Baseball players wanted to roll back arbitration eligibility to two years. Owners told them any change to arbitration was a nonstarter. A lockout ensued.
People grew angry about no spring training. Without the American Pastime, they occupied themselves by going to see Driving Miss Daisy, listening to Bonnie Raitt and Milli Vanilli at the peak of cassette sales and talking about Joe Montana, fresh off his third Super Bowl win, as the greatest quarterback in NFL history.
The year was 1990. The Super Bowl rating (39) was the lowest since ’69, barely beating Game 7 of the ’86 World Series (38.9). The halftime show featured a clarinetist and a fiddle player. It would be years before most people realized that something called a browser launched that year. It was called WorldWideWeb.
It was a lockout from another world. Times, if not the issues, have changed.
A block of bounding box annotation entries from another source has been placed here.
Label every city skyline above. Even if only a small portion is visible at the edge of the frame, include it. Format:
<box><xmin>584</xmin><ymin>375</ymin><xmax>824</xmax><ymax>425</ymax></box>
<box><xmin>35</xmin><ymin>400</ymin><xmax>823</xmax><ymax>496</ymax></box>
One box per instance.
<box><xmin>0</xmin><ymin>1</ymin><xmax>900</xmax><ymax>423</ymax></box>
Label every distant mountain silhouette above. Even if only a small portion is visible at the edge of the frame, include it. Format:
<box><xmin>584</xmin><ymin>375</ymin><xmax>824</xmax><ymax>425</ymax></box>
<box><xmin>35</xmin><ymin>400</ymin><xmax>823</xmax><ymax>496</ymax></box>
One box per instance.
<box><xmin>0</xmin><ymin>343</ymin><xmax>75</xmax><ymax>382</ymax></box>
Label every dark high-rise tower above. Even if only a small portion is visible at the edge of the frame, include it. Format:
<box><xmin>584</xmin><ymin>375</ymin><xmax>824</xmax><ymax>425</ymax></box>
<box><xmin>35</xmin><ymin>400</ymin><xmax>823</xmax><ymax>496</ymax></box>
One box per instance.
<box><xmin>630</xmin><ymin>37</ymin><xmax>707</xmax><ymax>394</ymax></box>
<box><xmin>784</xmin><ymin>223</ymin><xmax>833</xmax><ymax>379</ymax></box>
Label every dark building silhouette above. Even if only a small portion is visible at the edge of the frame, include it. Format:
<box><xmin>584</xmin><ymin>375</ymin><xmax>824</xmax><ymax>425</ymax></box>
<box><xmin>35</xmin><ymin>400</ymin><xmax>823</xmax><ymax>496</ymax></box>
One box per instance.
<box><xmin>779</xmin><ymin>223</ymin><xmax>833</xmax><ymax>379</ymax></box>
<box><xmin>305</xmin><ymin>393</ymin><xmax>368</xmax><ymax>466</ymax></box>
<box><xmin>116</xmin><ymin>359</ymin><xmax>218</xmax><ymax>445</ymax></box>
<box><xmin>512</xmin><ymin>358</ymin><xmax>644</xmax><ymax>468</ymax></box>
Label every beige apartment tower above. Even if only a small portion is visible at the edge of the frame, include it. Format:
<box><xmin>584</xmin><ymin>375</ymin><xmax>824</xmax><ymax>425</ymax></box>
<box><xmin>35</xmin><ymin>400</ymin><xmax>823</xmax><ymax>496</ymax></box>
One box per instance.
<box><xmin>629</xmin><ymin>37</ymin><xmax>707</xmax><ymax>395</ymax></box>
The 1990 lockout, like the two that preceded it, was settled without missing a regular-season game. This one, the first since then, is more ominous because there are more issues of disagreement and because baseball has lost ground in a fast-changing, ever-expanding entertainment landscape.
Voluntarily removing your product from the shelf is bad enough. The void being met with apathy instead of anger is worse.
This is the most important weekend in the business of baseball since the last weekend of August 2002. Back then owners and players faced a Tuesday deadline before the players were going on strike—after one in 1994 wiped out the World Series and part of the ’95 season. Round-the-clock negotiations brought an agreement with only hours to spare, just as a marathon 17-hour session ended the ’90 lockout just in time to save a full if belated season.
It will take a similar deus ex machina to save this season from being cleaved.
This time the two sides face a Monday deadline before games start coming off the regular-season schedule, at least according to the owners. The players don’t believe in the firmness of the deadline—just one more disagreement heaped on the three-year pile of disagreements that brought us to this weekend.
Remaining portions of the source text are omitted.